Wednesday, August 25, 2010

Adam cont. cont. cont.

Paul himself had expanded on the Genesis text. The Genesis text itself does not use words like condemnation or disobedience. Paul adds this larger perspective to the story. As much as anything, Genesis explains why men have to work so hard tilling the soil, why women have such pain giving birth to children, as well as why humans and snakes do not get along (Gen. 3:15 in its original meaning). [1] Since Adam and Eve would have still had to eat from the tree of life to live forever (3:22), the Genesis story sees human death as a result of their actions but not really the cause of death itself. Death in the story is apparently the default existence of creatures.

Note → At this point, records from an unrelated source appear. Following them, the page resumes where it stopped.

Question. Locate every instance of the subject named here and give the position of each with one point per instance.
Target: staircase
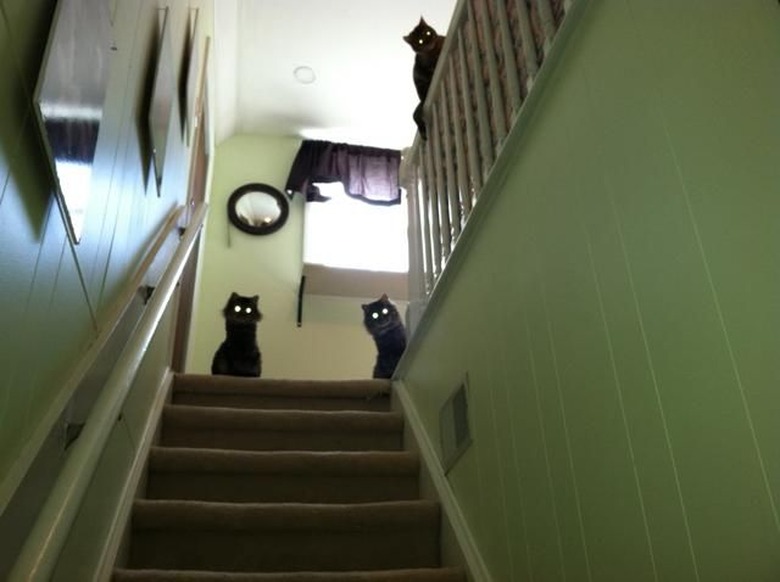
(283, 481)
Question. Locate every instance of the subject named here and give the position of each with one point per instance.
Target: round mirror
(258, 209)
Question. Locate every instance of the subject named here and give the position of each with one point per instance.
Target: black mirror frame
(280, 198)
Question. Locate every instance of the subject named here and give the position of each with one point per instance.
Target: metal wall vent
(454, 426)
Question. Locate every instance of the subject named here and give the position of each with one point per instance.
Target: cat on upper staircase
(426, 44)
(383, 323)
(239, 354)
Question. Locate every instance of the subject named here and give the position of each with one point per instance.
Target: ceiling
(363, 91)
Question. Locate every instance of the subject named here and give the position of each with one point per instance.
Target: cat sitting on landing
(426, 44)
(383, 322)
(239, 354)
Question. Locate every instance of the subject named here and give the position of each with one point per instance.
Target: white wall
(332, 343)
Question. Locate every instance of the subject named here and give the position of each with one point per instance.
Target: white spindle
(417, 288)
(439, 169)
(448, 128)
(529, 46)
(510, 64)
(433, 210)
(494, 81)
(425, 237)
(462, 171)
(483, 119)
(548, 23)
(475, 181)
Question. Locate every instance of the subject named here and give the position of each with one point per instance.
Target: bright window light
(351, 234)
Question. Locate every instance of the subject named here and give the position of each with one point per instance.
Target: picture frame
(188, 79)
(162, 100)
(69, 101)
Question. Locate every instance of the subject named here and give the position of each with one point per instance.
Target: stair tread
(401, 575)
(202, 383)
(281, 420)
(288, 516)
(182, 459)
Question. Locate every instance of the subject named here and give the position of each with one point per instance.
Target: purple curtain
(367, 173)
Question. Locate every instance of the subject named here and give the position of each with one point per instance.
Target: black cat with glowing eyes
(427, 45)
(383, 322)
(239, 354)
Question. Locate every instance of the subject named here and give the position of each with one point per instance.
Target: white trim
(476, 565)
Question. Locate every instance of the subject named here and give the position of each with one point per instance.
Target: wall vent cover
(454, 426)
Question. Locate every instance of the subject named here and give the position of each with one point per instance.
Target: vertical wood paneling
(55, 295)
(617, 312)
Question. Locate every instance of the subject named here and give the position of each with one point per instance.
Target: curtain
(367, 173)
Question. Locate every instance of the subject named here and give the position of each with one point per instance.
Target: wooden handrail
(42, 548)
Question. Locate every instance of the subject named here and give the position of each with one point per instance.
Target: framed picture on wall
(162, 99)
(188, 79)
(69, 101)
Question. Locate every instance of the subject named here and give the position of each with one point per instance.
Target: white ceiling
(363, 92)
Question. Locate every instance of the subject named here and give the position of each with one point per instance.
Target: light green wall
(332, 343)
(618, 313)
(56, 296)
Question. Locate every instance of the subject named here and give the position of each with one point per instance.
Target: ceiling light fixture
(304, 75)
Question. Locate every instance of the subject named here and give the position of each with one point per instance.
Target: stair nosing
(287, 516)
(283, 420)
(164, 460)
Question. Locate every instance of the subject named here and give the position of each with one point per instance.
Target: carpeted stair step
(416, 575)
(278, 537)
(303, 430)
(235, 392)
(281, 476)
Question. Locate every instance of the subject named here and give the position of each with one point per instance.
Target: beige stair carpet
(283, 481)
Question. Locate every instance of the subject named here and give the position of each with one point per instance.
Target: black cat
(383, 322)
(239, 354)
(426, 44)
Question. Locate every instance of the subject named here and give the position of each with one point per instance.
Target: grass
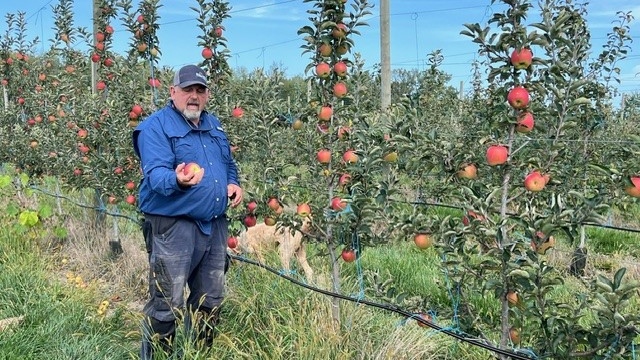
(59, 285)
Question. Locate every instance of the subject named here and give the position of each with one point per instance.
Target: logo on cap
(190, 75)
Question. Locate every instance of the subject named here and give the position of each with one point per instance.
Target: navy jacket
(166, 139)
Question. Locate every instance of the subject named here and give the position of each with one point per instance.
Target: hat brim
(189, 83)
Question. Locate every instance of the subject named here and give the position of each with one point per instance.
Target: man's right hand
(191, 178)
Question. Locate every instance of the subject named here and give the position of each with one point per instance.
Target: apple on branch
(535, 181)
(468, 171)
(518, 97)
(521, 58)
(497, 155)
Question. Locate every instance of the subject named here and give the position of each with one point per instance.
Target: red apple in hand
(191, 168)
(535, 181)
(497, 155)
(521, 59)
(250, 220)
(232, 242)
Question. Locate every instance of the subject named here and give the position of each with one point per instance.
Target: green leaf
(28, 218)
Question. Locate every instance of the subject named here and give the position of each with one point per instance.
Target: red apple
(250, 220)
(339, 89)
(323, 70)
(344, 179)
(340, 68)
(273, 203)
(343, 132)
(497, 155)
(518, 97)
(136, 109)
(348, 255)
(237, 112)
(191, 168)
(350, 156)
(521, 59)
(252, 206)
(324, 156)
(337, 204)
(525, 122)
(534, 182)
(422, 240)
(207, 53)
(468, 171)
(232, 242)
(303, 210)
(130, 185)
(325, 49)
(325, 113)
(340, 31)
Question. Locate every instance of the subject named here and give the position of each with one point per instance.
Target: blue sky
(262, 33)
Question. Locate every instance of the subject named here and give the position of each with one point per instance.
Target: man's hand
(234, 192)
(191, 178)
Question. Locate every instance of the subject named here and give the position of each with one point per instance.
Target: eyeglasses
(189, 89)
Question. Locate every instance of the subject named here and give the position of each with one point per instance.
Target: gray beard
(193, 115)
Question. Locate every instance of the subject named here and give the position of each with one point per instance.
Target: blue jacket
(166, 139)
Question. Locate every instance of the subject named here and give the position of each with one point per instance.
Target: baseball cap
(190, 75)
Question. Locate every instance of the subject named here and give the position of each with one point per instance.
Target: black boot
(156, 336)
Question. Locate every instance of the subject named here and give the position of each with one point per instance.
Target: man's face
(190, 101)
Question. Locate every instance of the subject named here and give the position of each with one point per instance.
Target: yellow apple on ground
(422, 240)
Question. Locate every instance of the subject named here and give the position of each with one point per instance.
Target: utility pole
(385, 56)
(96, 28)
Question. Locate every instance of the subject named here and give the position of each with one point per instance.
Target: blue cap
(190, 75)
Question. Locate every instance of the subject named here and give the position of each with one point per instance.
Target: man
(184, 207)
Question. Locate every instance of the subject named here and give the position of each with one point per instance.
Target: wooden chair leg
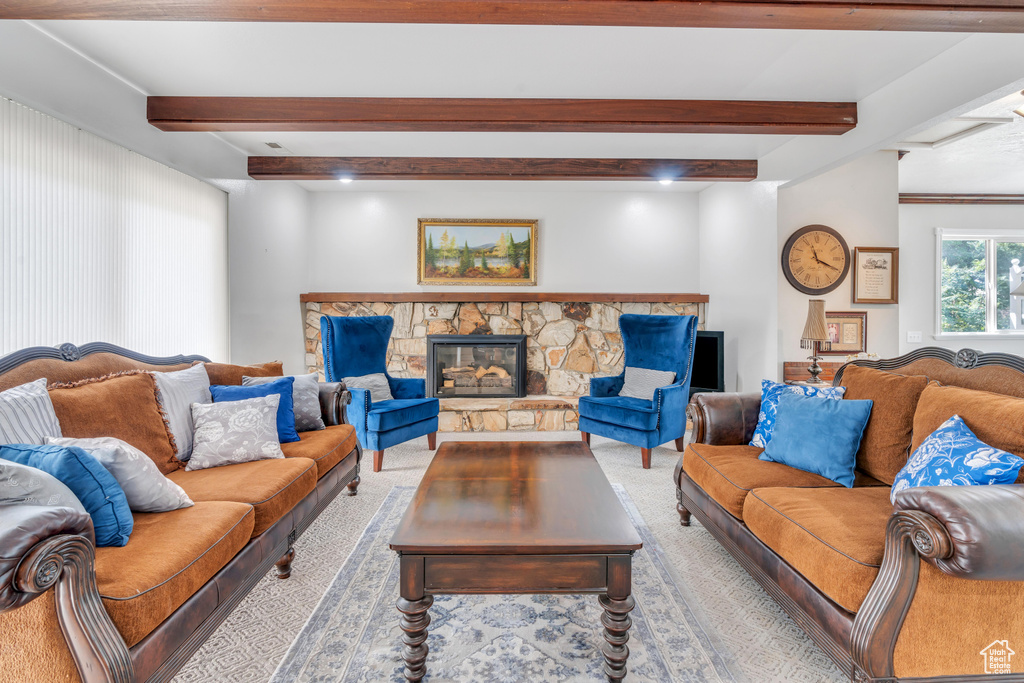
(645, 455)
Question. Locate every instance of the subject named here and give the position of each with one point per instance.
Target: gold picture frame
(847, 331)
(476, 251)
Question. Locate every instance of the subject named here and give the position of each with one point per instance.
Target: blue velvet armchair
(654, 342)
(357, 346)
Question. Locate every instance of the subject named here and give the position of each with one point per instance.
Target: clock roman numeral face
(816, 260)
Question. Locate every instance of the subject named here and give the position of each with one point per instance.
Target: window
(976, 275)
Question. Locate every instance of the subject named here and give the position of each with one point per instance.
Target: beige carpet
(765, 643)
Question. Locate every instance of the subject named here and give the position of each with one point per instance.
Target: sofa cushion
(993, 418)
(326, 446)
(886, 444)
(124, 407)
(169, 556)
(835, 538)
(396, 413)
(727, 473)
(271, 486)
(634, 413)
(222, 373)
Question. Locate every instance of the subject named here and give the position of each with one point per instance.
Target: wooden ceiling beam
(934, 198)
(451, 168)
(531, 115)
(962, 15)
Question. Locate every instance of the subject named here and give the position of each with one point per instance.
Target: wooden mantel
(472, 297)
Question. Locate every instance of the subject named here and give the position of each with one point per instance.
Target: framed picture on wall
(468, 251)
(847, 332)
(876, 274)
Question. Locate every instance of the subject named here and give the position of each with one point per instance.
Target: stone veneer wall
(566, 344)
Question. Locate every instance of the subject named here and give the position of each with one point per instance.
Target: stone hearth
(567, 342)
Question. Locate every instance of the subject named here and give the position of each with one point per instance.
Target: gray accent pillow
(177, 391)
(305, 396)
(27, 415)
(640, 382)
(144, 485)
(377, 383)
(24, 484)
(235, 431)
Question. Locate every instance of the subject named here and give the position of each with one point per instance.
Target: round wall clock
(815, 259)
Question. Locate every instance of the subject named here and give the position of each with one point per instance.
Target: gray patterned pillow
(305, 396)
(24, 484)
(27, 415)
(144, 485)
(377, 383)
(177, 391)
(235, 431)
(640, 382)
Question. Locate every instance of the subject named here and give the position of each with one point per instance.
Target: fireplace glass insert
(476, 366)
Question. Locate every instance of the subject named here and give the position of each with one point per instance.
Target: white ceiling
(989, 162)
(58, 63)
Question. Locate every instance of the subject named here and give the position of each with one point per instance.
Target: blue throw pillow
(96, 488)
(952, 456)
(815, 434)
(770, 391)
(286, 411)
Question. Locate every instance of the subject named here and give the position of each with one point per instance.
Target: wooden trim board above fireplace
(474, 297)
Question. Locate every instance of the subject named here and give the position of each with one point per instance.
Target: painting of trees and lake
(477, 252)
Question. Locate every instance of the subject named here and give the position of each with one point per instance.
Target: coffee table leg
(616, 627)
(415, 621)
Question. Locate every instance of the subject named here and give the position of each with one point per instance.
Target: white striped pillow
(177, 391)
(27, 415)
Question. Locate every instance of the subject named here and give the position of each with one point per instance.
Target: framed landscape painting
(469, 251)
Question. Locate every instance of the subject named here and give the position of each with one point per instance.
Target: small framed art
(847, 332)
(467, 251)
(876, 274)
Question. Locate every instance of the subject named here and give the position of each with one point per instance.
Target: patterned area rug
(353, 634)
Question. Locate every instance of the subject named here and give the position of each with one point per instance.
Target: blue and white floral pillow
(770, 391)
(952, 456)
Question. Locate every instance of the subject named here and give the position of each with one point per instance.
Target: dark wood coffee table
(515, 517)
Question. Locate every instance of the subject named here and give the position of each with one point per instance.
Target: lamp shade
(814, 329)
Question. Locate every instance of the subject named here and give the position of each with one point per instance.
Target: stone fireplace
(568, 339)
(476, 366)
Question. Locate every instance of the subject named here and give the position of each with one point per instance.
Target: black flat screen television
(709, 363)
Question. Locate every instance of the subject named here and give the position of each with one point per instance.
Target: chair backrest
(354, 346)
(659, 342)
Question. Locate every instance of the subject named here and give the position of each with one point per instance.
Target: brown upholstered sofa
(71, 611)
(918, 591)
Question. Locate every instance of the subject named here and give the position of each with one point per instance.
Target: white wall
(99, 244)
(587, 241)
(737, 237)
(919, 261)
(269, 256)
(859, 200)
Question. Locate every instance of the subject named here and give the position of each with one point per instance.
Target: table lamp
(815, 337)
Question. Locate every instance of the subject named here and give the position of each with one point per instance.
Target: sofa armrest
(334, 397)
(984, 526)
(49, 547)
(723, 419)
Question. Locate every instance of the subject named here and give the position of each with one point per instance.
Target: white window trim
(940, 235)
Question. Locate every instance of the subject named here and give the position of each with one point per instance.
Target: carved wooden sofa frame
(46, 548)
(972, 532)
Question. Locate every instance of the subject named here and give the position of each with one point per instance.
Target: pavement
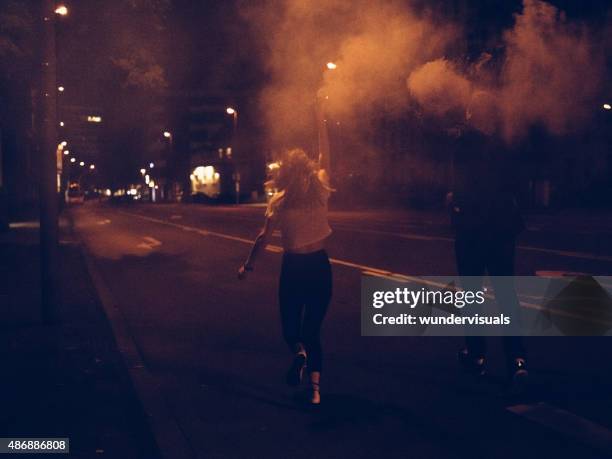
(214, 360)
(67, 379)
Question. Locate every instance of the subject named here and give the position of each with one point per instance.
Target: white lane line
(567, 423)
(365, 269)
(149, 244)
(527, 248)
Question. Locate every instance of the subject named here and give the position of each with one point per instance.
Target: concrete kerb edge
(169, 437)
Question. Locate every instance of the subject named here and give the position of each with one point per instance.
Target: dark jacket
(484, 186)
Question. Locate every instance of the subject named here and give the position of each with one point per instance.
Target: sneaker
(519, 375)
(474, 366)
(296, 370)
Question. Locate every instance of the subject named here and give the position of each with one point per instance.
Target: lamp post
(234, 113)
(48, 175)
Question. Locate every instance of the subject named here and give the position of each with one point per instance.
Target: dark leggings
(304, 293)
(480, 251)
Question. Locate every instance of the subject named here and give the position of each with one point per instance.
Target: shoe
(471, 365)
(296, 370)
(519, 376)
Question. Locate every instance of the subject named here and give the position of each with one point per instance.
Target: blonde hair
(299, 181)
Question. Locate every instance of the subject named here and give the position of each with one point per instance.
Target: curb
(171, 441)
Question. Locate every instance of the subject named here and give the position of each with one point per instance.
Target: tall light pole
(48, 173)
(234, 113)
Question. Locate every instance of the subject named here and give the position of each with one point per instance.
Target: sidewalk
(65, 380)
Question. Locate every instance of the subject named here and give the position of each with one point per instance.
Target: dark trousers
(304, 292)
(478, 252)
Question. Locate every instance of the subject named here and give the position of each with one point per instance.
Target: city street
(213, 347)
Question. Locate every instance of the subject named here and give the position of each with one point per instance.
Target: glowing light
(206, 180)
(62, 10)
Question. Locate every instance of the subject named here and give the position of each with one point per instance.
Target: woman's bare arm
(260, 242)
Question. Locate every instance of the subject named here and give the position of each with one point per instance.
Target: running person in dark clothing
(486, 220)
(299, 210)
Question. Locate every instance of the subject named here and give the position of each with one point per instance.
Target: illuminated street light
(62, 10)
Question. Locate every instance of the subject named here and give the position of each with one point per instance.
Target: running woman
(299, 210)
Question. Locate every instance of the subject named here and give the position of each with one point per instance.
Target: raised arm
(324, 157)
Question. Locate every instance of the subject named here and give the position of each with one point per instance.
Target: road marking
(567, 423)
(365, 269)
(149, 244)
(528, 248)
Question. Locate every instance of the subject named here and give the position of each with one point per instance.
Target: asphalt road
(214, 348)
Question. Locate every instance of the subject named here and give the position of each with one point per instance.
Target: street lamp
(234, 112)
(62, 10)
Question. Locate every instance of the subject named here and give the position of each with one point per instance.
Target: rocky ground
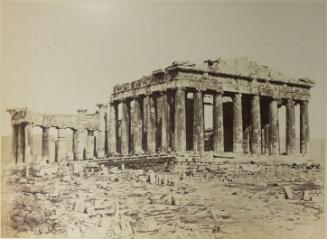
(239, 200)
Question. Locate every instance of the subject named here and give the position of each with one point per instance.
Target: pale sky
(59, 57)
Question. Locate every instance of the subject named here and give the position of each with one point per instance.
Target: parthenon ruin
(164, 114)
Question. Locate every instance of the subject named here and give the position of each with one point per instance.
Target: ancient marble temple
(164, 114)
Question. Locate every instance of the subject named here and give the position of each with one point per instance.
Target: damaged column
(198, 127)
(101, 133)
(255, 125)
(218, 123)
(20, 143)
(165, 115)
(137, 126)
(151, 127)
(180, 121)
(273, 123)
(237, 124)
(80, 136)
(61, 145)
(113, 129)
(304, 128)
(290, 127)
(90, 144)
(14, 142)
(45, 143)
(125, 127)
(28, 154)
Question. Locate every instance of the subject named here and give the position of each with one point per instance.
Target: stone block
(288, 192)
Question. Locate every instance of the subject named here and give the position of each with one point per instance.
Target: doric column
(80, 138)
(20, 143)
(137, 126)
(237, 124)
(273, 122)
(290, 127)
(255, 125)
(151, 119)
(198, 123)
(45, 143)
(218, 123)
(304, 128)
(28, 143)
(90, 144)
(125, 127)
(61, 148)
(113, 129)
(101, 134)
(14, 143)
(180, 121)
(165, 115)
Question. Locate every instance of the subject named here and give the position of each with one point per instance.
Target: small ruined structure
(164, 114)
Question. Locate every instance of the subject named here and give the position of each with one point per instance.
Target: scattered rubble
(86, 199)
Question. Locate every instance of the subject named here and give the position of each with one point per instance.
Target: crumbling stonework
(163, 114)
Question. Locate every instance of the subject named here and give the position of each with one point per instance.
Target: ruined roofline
(240, 68)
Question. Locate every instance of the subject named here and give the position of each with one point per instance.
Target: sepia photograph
(162, 119)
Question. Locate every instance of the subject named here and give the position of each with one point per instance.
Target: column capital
(199, 90)
(219, 92)
(180, 88)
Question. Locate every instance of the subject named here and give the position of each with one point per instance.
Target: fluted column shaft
(101, 134)
(45, 143)
(61, 146)
(113, 130)
(28, 143)
(20, 143)
(125, 127)
(151, 126)
(180, 121)
(164, 122)
(290, 127)
(90, 144)
(218, 123)
(304, 128)
(137, 126)
(237, 124)
(273, 121)
(14, 142)
(198, 123)
(255, 125)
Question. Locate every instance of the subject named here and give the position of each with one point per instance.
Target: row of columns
(258, 138)
(86, 143)
(139, 126)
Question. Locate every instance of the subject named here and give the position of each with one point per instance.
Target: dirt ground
(233, 201)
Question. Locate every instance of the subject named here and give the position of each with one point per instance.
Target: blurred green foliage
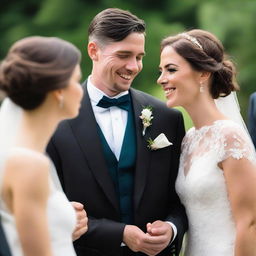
(233, 21)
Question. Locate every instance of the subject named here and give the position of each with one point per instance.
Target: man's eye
(171, 70)
(123, 56)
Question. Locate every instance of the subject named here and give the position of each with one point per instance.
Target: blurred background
(232, 21)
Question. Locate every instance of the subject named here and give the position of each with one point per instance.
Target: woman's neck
(36, 129)
(204, 112)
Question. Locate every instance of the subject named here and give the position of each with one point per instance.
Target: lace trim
(223, 138)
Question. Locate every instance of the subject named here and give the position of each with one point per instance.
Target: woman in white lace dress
(40, 76)
(217, 175)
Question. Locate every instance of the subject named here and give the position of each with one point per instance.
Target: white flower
(146, 117)
(160, 141)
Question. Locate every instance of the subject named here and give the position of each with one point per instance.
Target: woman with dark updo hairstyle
(217, 174)
(40, 76)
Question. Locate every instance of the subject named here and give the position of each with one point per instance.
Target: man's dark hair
(114, 25)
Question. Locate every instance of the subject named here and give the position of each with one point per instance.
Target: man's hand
(81, 221)
(162, 232)
(147, 243)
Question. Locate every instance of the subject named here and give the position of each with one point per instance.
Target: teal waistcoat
(122, 171)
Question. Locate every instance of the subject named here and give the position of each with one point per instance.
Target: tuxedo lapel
(85, 130)
(143, 153)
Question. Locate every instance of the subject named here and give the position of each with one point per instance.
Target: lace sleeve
(237, 144)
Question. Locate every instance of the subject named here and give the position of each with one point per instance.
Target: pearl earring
(201, 88)
(61, 102)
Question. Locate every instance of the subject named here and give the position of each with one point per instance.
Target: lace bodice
(201, 185)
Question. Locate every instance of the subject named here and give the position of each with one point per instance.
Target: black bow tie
(122, 102)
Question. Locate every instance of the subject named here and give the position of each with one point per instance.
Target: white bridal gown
(201, 186)
(61, 221)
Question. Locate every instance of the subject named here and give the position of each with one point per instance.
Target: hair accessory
(191, 39)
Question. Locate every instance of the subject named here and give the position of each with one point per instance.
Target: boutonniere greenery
(160, 141)
(146, 117)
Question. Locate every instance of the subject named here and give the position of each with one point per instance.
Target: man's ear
(93, 50)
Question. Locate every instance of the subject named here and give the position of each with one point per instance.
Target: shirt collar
(96, 94)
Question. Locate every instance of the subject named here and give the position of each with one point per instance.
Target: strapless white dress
(61, 220)
(201, 186)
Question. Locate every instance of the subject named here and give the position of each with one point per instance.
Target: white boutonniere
(146, 117)
(160, 141)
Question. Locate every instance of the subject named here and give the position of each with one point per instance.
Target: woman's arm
(240, 177)
(27, 191)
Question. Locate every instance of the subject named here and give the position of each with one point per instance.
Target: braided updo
(205, 52)
(35, 66)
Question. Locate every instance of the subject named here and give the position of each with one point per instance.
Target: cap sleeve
(236, 143)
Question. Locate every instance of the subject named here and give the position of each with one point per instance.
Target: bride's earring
(61, 101)
(201, 88)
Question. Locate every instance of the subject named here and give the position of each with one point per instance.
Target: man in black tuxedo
(103, 159)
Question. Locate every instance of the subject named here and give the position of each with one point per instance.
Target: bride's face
(179, 81)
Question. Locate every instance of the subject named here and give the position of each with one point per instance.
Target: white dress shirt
(112, 121)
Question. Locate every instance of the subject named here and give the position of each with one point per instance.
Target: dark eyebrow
(168, 66)
(129, 52)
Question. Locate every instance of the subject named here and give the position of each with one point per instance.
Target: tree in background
(231, 20)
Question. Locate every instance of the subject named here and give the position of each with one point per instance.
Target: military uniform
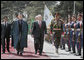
(81, 39)
(78, 37)
(62, 38)
(66, 35)
(73, 37)
(69, 41)
(56, 29)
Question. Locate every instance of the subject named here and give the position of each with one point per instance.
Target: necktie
(40, 24)
(5, 24)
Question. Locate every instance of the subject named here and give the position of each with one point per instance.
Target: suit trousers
(38, 44)
(3, 43)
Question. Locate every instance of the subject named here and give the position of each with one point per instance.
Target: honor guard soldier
(69, 40)
(78, 35)
(73, 35)
(66, 35)
(56, 29)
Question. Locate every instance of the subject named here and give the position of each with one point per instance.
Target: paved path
(48, 52)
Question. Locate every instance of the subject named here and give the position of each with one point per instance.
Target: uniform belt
(72, 29)
(67, 32)
(78, 29)
(56, 29)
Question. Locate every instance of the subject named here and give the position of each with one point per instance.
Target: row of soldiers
(70, 33)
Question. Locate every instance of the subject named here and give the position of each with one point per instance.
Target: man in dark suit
(5, 34)
(19, 33)
(38, 31)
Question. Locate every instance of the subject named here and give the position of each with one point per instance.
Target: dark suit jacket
(37, 31)
(15, 33)
(5, 31)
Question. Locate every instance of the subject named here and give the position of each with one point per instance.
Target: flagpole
(74, 7)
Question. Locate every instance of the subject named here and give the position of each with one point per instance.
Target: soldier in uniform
(81, 27)
(57, 28)
(73, 35)
(69, 40)
(78, 35)
(66, 35)
(62, 42)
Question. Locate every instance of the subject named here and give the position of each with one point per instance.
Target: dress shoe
(35, 52)
(18, 53)
(40, 54)
(3, 52)
(21, 54)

A couple other aspects of the story come from later interpretations rather than Genesis itself. So it was not until the first century before Christ that we have any evidence of anyone thinking the serpent was Satan. Indeed, Jewish understanding of the Satan does not seem to appear until well after the Jews returned from the Babylonian captivity in 538BC. [2] Further, the specific consequences to the soil and to pregnant women fall well short of Paul's more systemic subjugation of the creation to corruption. Here again, this dimension comes from Paul rather than from the Genesis text...

[1] Later Christians would hear overtones of Christ's defeat of Satan in Genesis 3:15, although certainly the original Israelite audience would not have understood the verse this way.

[2] Satan is not mentioned in any of the books from Genesis to 2 Kings, only in the very late book of 1 Chronicles and the post-exilic Zechariah. Job's subject matter may seem patriarchal, but the first two chapters likely come from well into the period after the exile.